Understanding the Black Swan in AI: Managing Risks in Big Data

In 2008, author and former Wall Street trader Nassem Taleb, had the biggest ‘I told you so’ moment of his career. For many years Taleb had been warning everyone who would listen (or not listen), that the tools being used to measure risk in the financial markets were invalid and were going to lead to trouble. He published a book called The Black Swan prior to the day Lehman Brothers went broke, the event which precipitated the financial crisis. Taleb uses the anecdote of the black swan to describe why he believes that financial modelling lacks the tools to account for rare events. The anecdote goes, “No amount of observations of white swans can allow the inference that all swans are white, but the observation of a single black swan is sufficient to refute that conclusion.” When we think about Taleb’s warnings in the context of Big Data and AI, we recognize that firms must avoid being fooled by the assumption that their big data stores contain all possible instances and outcomes.  By avoiding overconfidence in their data, management can defend their business from the negative impacts of a black swan.  

To help understand the Black Swan Problem and how it may affect business, let’s distinguish between two types of datasets. An example of the first type is the height of adult males. When we think about a dataset of this type, we’ll see that most men are about 5’10”. There are quite a few men who are slightly above this height and quite a few who are slightly below. We will also see that there are a few large outliers who are above 6’5” and a below 5’3”. There are even fewer who are outside of this range. Ultimately, we see that the distribution of data points in this case are captured within a small range, and although we can expect outliers, there is a limit to how tall, or how short, an adult male can be.

The above dataset matches what we call in statistics the Normal Distribution. The Normal Distribution allows us to accurately measure the height of males and even captures the probability of rare outliers with high accuracy. The problem that Taleb has with this type of distribution is the incorrect application to datasets which are not normal. To illustrate this let’s look at a second dataset: the returns of the S&P 500.

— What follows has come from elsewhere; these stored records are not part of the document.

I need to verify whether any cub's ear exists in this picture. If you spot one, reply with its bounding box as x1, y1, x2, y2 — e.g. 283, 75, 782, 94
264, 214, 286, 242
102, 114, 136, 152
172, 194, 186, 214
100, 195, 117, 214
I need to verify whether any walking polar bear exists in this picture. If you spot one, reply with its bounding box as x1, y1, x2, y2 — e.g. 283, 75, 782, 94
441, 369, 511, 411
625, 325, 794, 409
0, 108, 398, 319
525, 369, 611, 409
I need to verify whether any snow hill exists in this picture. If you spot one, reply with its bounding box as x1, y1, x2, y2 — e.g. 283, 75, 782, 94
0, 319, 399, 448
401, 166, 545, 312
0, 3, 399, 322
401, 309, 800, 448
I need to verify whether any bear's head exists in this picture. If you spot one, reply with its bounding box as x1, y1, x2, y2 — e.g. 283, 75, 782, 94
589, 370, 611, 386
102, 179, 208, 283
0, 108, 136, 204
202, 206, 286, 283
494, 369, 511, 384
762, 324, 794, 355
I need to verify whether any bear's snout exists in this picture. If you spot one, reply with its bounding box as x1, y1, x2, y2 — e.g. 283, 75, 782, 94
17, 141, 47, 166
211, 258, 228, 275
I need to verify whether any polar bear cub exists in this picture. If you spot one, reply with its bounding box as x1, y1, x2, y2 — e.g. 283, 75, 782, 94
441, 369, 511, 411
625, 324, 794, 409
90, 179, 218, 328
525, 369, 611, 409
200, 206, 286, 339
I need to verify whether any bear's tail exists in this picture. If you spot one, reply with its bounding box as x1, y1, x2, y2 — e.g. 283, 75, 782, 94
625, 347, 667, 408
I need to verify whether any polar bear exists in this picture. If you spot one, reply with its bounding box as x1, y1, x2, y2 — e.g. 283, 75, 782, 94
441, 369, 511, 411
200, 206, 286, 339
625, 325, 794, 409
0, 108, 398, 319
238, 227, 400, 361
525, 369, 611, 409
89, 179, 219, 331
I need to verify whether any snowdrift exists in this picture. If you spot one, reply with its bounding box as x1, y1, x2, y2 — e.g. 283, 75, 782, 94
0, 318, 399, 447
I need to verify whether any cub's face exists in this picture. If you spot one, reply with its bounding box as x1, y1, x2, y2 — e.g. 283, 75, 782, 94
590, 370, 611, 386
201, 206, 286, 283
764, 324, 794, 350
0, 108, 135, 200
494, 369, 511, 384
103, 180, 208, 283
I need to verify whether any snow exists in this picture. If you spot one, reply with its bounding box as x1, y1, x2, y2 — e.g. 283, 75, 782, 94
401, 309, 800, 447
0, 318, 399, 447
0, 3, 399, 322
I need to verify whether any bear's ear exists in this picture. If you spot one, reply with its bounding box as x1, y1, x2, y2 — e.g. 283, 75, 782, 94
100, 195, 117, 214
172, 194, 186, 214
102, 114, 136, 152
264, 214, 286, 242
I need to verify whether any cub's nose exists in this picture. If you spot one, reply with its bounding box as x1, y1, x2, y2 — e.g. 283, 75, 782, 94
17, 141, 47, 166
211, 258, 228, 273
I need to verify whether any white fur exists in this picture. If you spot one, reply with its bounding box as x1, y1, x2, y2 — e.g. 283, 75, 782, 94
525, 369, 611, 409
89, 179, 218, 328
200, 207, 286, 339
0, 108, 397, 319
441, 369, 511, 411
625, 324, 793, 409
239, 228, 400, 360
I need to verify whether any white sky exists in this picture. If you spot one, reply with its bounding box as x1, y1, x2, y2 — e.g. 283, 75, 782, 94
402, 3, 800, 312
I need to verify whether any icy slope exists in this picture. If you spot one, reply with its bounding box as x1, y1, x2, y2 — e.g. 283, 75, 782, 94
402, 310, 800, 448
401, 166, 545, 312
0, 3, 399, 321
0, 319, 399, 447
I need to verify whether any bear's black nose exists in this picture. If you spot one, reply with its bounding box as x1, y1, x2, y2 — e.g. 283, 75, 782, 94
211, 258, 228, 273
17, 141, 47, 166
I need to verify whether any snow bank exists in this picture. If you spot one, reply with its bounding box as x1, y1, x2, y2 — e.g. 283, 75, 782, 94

What we find when we look at this dataset is for the most part it looks very similar to that of the height of males. The returns go up a little bit some days and down a little bit on others. The difference is that there are a small number of very bad days. Days where the S&P 500 falls so dramatically, the Normal Distribution predicts the drop would only happen once in several million years. This would be like saying that we have an adult male who is 1-foot tall. By ignoring the fact that different datasets have different levels of variation, and different possibilities of extreme outliers, companies can  open themselves up to greater risks than they anticipate.

This concept has not yet been fully explored in the realm of Big Data and AI, but it is important that managers have a strong grasp of the Black Swan Problem when they begin to rely on AI algorithms for predictions and actions. Management must ask the question of whether or not the dataset is of the ‘height-type’ or the ‘financial-type’. Making this distinction protects their company from making blind risks based on data they believe to be representative of the entire population. As companies move through their AI transformation, they must be on the lookout for the Black Swan. Only those who fail to look will be surprised when they find one.